# Question for anyone near Guelph RE Woodshed Music (now a Long and Mcquade)



## torndownunit (May 14, 2006)

I went to Grant at Woodshed Music in Guelph for years for my amp repairs. I haven't had any issues requiring his services for a couple of years up until now. I just went to look at the store's hours and noticed they are now a Long and Mcquade!

Does anyone happen to know if Grant is still doing repairs though the new store? Or through anywhere else in Guelph?

I am in Orangeville, and he was the closest guy I trusted with with my amps. I am in a bit of a bind now.

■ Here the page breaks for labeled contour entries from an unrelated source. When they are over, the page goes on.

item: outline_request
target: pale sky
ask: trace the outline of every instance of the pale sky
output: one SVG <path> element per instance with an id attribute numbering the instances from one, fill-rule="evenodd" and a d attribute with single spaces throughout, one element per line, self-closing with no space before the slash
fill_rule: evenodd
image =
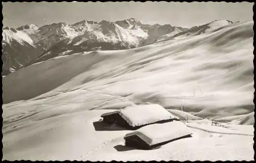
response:
<path id="1" fill-rule="evenodd" d="M 3 3 L 4 27 L 39 26 L 59 22 L 111 21 L 134 18 L 144 23 L 190 28 L 216 19 L 252 20 L 253 4 L 248 2 L 75 2 Z"/>

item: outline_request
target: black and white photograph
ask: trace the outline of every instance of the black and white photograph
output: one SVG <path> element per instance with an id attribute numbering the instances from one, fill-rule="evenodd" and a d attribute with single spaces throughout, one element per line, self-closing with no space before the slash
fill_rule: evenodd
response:
<path id="1" fill-rule="evenodd" d="M 253 5 L 2 3 L 2 160 L 254 160 Z"/>

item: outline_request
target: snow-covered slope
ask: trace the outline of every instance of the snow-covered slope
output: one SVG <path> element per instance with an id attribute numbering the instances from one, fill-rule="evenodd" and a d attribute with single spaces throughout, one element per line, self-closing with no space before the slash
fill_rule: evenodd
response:
<path id="1" fill-rule="evenodd" d="M 186 29 L 167 24 L 144 24 L 134 18 L 116 22 L 84 20 L 72 25 L 60 23 L 45 25 L 30 36 L 47 50 L 30 64 L 59 56 L 60 53 L 62 56 L 84 51 L 125 49 L 150 44 L 154 42 L 151 40 L 163 35 L 167 34 L 163 36 L 165 38 L 174 35 L 171 33 L 182 32 L 178 28 Z"/>
<path id="2" fill-rule="evenodd" d="M 3 159 L 253 160 L 253 25 L 58 57 L 5 76 Z M 138 150 L 124 146 L 131 131 L 97 123 L 103 113 L 142 101 L 198 119 L 187 124 L 193 137 Z"/>
<path id="3" fill-rule="evenodd" d="M 26 33 L 7 27 L 2 33 L 3 75 L 22 68 L 38 57 L 44 50 L 35 45 Z"/>
<path id="4" fill-rule="evenodd" d="M 46 61 L 49 59 L 64 55 L 69 55 L 84 51 L 92 50 L 110 50 L 133 48 L 134 47 L 151 44 L 161 41 L 165 39 L 179 36 L 179 34 L 185 35 L 199 35 L 205 32 L 209 32 L 218 28 L 223 26 L 232 23 L 230 21 L 218 20 L 194 29 L 193 31 L 181 27 L 173 26 L 169 24 L 161 25 L 158 24 L 150 25 L 143 24 L 140 21 L 134 18 L 126 19 L 123 20 L 111 22 L 103 20 L 98 22 L 94 21 L 83 20 L 74 24 L 68 25 L 63 22 L 53 23 L 38 27 L 35 24 L 22 26 L 16 30 L 16 35 L 8 33 L 7 35 L 12 35 L 14 40 L 18 42 L 22 41 L 20 38 L 33 45 L 38 48 L 37 52 L 30 53 L 31 55 L 36 57 L 31 58 L 32 60 L 29 64 L 25 64 L 24 62 L 19 61 L 23 59 L 10 62 L 17 62 L 12 66 L 8 67 L 8 69 L 15 70 L 22 67 L 17 66 L 19 62 L 23 66 L 27 66 L 37 62 Z M 14 31 L 9 30 L 10 31 Z M 188 31 L 188 32 L 186 32 Z M 11 33 L 11 32 L 9 32 Z M 8 37 L 6 39 L 7 46 L 10 45 Z M 22 44 L 23 45 L 24 44 Z M 23 47 L 15 47 L 15 51 L 23 51 Z M 12 48 L 11 47 L 10 48 Z M 18 53 L 11 51 L 9 48 L 6 48 L 7 53 L 11 53 L 14 56 L 20 56 Z M 4 62 L 10 62 L 6 60 Z M 26 59 L 26 61 L 28 60 Z M 26 62 L 27 62 L 26 61 Z"/>
<path id="5" fill-rule="evenodd" d="M 230 20 L 216 20 L 202 25 L 193 27 L 190 30 L 179 33 L 173 37 L 196 36 L 204 33 L 213 32 L 234 23 Z"/>

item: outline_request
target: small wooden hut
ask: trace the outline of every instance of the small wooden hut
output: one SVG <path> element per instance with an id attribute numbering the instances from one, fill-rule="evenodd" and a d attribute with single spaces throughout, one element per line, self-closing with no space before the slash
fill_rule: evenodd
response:
<path id="1" fill-rule="evenodd" d="M 103 121 L 129 129 L 137 129 L 154 124 L 163 123 L 179 119 L 159 104 L 132 106 L 122 110 L 106 113 L 101 116 Z"/>
<path id="2" fill-rule="evenodd" d="M 148 150 L 181 139 L 191 137 L 192 132 L 179 121 L 154 124 L 126 134 L 125 145 Z"/>

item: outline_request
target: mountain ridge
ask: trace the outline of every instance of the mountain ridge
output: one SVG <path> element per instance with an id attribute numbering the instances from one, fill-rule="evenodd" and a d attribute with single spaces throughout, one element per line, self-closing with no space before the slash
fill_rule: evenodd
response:
<path id="1" fill-rule="evenodd" d="M 215 20 L 216 21 L 218 22 L 219 20 Z M 223 21 L 224 25 L 231 22 L 229 20 Z M 215 21 L 210 23 L 213 22 Z M 18 70 L 26 65 L 43 61 L 59 55 L 68 55 L 95 50 L 126 49 L 147 45 L 182 35 L 182 34 L 191 35 L 191 34 L 187 34 L 188 31 L 191 32 L 191 30 L 195 32 L 203 30 L 206 31 L 207 29 L 202 29 L 210 23 L 192 29 L 186 29 L 170 24 L 162 25 L 157 23 L 154 25 L 143 24 L 134 18 L 130 18 L 116 21 L 103 20 L 97 22 L 83 20 L 73 24 L 67 24 L 60 22 L 41 26 L 31 24 L 21 26 L 16 29 L 6 27 L 4 29 L 3 35 L 8 35 L 8 37 L 3 37 L 2 44 L 8 44 L 8 48 L 3 47 L 4 51 L 6 51 L 5 55 L 8 56 L 4 57 L 4 59 L 12 58 L 11 60 L 12 61 L 5 66 L 5 69 Z M 221 27 L 223 24 L 220 23 L 217 25 Z M 205 33 L 205 31 L 200 32 L 198 34 Z M 11 33 L 11 35 L 9 34 Z M 18 34 L 21 35 L 13 37 L 13 34 L 14 34 L 15 36 Z M 192 35 L 196 34 L 193 34 Z M 10 35 L 12 36 L 10 36 Z M 20 46 L 17 48 L 16 52 L 13 52 L 15 50 L 12 51 L 10 50 L 17 48 L 12 47 L 11 42 L 13 40 L 17 40 L 16 42 L 19 44 L 16 46 Z M 26 45 L 24 45 L 24 42 L 26 42 Z M 29 58 L 31 58 L 31 60 L 28 61 L 26 60 L 26 62 L 16 61 L 16 57 L 9 56 L 18 56 L 18 49 L 24 49 L 21 47 L 22 46 L 30 46 L 28 44 L 39 49 L 34 53 L 34 52 L 29 52 L 33 48 L 29 48 L 30 50 L 27 50 L 29 52 L 28 55 L 29 56 Z M 3 61 L 5 62 L 4 60 Z M 14 67 L 12 65 L 17 65 L 15 62 L 22 62 L 24 66 Z M 6 75 L 8 73 L 4 73 L 3 75 Z"/>

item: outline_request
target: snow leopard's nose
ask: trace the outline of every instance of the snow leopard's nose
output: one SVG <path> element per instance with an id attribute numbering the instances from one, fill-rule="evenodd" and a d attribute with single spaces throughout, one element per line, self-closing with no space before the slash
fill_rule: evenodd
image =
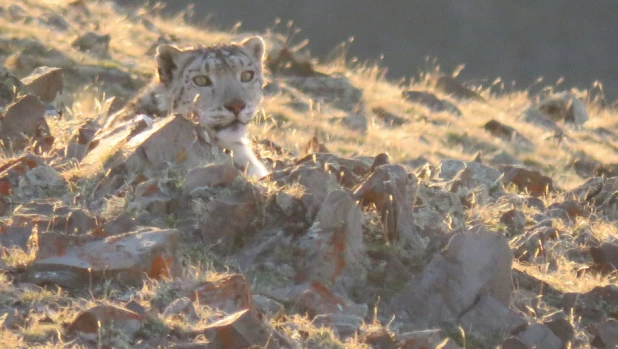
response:
<path id="1" fill-rule="evenodd" d="M 234 113 L 234 116 L 238 116 L 240 112 L 243 111 L 243 109 L 245 109 L 246 106 L 247 104 L 239 99 L 235 99 L 224 105 L 225 109 Z"/>

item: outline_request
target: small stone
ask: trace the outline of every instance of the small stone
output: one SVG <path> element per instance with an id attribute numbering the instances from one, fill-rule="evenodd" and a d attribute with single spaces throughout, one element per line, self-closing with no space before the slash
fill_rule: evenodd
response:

I don't have any huge issues with Long and Mcquade but I am sad to see Woodshed is gone. It was a great store. Well worth the drive from here.


----------



## Mooh (Mar 7, 2007)

I didn't know that L&M had bought Woodshed. Sometimes it's a good thing, like when L&M bought The Carpenter Shop in Stratford, but Woodshed was such a good shop I hope it doesn't get too depersonalized. 

Peace, Mooh.


----------



## snacker (Jun 26, 2008)

try this...i found a listing for online for his amps (GC amps) - 5197635300


----------



## fudb (Dec 8, 2010)

grant is accepting work through L&M in waterloo he told me a few weeks ago. I don't know how that will work out now that woodshed is an L&M.


----------



## Setneck (Nov 23, 2009)

*Amp repairs*

I know this is an old thread but, I was in L& M in Guelph last week (nice store by the way) and was talking to the previous owner , John, and he recommended Grant for some amp work ; so he must still be doing it.
Ben


----------